Dr. Prothero is a professor of geology and paleontology at Occidental College and the author of the wildly successful bestseller Evolution: What the Fossils Say and Why it Matters.

How the Relentless Promotion of Positive Thinking
has Undermined America
In this utterly original take on the American frame of mind, Barbara Ehrenreich traces the strange career of our sunny outlook from its origins as a marginal 19th-century healing technique to its enshrinement as a dominant, almost mandatory, cultural attitude.
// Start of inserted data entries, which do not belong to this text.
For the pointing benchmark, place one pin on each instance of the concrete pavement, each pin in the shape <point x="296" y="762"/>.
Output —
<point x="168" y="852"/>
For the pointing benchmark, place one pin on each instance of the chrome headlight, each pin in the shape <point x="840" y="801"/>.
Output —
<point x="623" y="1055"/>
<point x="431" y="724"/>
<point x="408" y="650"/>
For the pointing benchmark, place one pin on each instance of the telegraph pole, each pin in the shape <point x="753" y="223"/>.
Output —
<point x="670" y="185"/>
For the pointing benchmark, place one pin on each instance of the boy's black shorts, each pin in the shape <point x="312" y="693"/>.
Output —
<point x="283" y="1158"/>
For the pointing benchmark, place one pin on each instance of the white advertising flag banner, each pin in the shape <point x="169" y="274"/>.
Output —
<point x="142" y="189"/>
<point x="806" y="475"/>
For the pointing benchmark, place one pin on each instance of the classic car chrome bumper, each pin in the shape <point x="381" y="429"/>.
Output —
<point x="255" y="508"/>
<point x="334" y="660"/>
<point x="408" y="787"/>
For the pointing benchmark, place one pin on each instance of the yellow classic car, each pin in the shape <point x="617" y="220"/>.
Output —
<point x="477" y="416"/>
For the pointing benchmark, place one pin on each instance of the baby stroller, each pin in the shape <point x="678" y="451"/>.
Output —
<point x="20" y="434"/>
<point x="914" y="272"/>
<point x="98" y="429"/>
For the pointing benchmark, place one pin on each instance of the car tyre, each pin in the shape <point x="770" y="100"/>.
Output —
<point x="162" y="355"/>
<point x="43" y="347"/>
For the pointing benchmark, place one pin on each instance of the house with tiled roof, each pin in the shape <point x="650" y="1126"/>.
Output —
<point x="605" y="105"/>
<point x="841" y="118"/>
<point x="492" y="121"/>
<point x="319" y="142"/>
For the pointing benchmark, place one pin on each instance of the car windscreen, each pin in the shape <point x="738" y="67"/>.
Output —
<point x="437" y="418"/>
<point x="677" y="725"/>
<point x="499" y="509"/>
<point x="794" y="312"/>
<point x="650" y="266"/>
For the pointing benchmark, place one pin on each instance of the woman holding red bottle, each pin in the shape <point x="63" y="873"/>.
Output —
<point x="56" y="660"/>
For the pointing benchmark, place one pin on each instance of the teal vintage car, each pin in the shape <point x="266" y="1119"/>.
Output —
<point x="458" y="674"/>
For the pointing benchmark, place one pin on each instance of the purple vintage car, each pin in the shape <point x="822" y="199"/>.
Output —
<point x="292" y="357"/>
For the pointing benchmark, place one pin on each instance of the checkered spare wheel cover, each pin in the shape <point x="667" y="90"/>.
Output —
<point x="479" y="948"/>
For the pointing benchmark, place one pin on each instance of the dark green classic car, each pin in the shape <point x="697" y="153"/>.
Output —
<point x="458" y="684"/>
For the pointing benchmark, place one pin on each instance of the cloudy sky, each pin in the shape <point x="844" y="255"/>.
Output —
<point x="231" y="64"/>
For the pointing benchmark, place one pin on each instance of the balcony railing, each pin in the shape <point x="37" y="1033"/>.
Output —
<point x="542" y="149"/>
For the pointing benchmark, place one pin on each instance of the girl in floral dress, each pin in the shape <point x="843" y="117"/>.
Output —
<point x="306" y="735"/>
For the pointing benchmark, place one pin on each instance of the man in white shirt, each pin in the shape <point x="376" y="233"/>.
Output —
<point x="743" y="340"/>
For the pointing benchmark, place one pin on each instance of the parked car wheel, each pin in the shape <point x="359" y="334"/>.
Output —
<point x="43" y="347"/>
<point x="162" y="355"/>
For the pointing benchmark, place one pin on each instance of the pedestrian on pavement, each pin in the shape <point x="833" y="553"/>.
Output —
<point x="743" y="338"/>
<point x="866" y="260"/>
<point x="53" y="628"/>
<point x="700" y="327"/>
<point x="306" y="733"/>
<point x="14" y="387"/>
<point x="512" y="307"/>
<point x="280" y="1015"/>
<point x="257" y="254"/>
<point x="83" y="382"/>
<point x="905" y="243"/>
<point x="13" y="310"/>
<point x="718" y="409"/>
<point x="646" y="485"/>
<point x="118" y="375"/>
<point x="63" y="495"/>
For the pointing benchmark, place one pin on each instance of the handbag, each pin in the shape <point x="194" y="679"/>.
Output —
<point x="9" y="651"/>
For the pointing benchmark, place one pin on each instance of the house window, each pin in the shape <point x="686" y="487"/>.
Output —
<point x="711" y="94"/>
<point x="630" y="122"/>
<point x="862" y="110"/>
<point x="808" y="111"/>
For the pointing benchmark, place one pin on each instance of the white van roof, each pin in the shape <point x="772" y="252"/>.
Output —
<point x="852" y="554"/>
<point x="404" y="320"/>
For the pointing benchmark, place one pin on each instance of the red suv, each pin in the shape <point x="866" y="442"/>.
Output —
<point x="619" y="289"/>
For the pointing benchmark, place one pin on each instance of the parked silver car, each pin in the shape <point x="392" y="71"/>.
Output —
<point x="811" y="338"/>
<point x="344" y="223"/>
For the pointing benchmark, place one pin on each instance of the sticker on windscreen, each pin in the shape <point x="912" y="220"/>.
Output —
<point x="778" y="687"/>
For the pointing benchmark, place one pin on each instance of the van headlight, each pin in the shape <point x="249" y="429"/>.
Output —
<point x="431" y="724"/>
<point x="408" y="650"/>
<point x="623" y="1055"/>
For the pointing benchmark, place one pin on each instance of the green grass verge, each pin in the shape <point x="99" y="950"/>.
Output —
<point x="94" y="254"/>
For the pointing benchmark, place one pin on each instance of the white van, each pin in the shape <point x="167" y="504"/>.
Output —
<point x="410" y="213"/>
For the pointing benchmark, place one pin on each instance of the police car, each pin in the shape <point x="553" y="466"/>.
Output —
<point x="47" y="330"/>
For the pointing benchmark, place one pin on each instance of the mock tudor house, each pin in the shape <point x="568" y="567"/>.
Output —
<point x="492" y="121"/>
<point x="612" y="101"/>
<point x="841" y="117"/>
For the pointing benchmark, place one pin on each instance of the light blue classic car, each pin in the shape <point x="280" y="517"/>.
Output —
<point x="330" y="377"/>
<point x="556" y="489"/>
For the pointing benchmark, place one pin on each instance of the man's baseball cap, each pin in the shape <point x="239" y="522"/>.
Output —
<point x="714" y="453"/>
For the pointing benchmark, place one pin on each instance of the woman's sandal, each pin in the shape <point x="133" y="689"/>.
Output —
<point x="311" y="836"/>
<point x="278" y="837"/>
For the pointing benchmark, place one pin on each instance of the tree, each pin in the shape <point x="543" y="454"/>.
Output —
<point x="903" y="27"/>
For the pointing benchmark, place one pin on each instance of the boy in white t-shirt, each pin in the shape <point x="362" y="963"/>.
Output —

Evangelical mega-churches preach the good news that you only have to want something to get it, because God wants to “prosper” you. The medical profession prescribes positive thinking for its presumed health benefits. Academia has made room for new departments of “positive psychology” and the “science of happiness.” Nowhere, though, has bright-siding taken firmer root than within the business community, where, as Ehrenreich shows, the refusal even to consider negative outcomes — like mortgage defaults — contributed directly to the current economic crisis. With the mythbusting powers for which she is acclaimed, Ehrenreich exposes the downside of America’s penchant for positive thinking: On a personal level, it leads to self-blame and a morbid preoccupation with stamping out “negative” thoughts. On a national level, it’s brought us an era of irrational optimism resulting in disaster.
Barbara Ehrenreich is the bestselling author of sixteen previous books, including the bestsellers Nickel and Dimed and Bait and Switch.